Who is Daniel Astudillo?

Daniel Astudillo is a software engineer based in New York City. He currently works at S&P Global building data platforms and full-stack applications, and previously built payment and benefit systems at Visa.

What technologies does Daniel Astudillo work with?

Daniel works across the stack with React, TypeScript, and Next.js on the frontend, and .NET Core, C#, Spring Boot, and Java on the backend. He has deep experience with PostgreSQL, BigQuery, gRPC, and distributed messaging systems.

Where is Daniel Astudillo based?

Daniel is based in New York City, where he works as a software engineer at S&P Global.

What has Daniel Astudillo built?

Daniel has taken a data API from a 21-second worst case to roughly 200–300ms (Storage Write API, then PostgreSQL), built a real-time event pipeline processing 100K+ daily events at 99.99% uptime, and modernized Visa payment and eligibility APIs at production scale (including paths above 20M requests per month). He writes about this work on his blog.

What is Daniel Astudillo's educational background?

Daniel graduated from Williams College with a Bachelor of Arts in Computer Science and Mathematics.

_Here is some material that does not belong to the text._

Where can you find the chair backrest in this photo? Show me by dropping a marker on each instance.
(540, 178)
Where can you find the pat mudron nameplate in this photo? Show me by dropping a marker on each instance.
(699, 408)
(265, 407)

December 2025Updated June 20268 min readCase study

Building a Gemini AI backend with SSE, hybrid matching, and Redis caching

Managed APIs first: Firebase context, hybrid interest/purpose/location scoring, Redis prompt cache, and POST /message/stream with true Gemini token streaming — not the GPU WebSocket experiment.

Gemini
Fastify
SSE
AI
Node.js

#TL;DR

This is experiment A in a two-part AI arc for a social mobile product. I built a Node + Fastify service that:

Powers an in-app AI assistant with Firebase-backed profile and conversation context
Runs hybrid matchmaking (deterministic scoring + Gemini explanations)
Exposes POST /api/chat/message/stream with real Server-Sent Events and generateContentStream

Experiment B — self-hosted Llama-2 13B GPTQ on a GPU pod over WebSocket — is a separate post. The mobile client in that product never wired either backend to production UI; both were backend spikes I used to learn transport and cost trade-offs.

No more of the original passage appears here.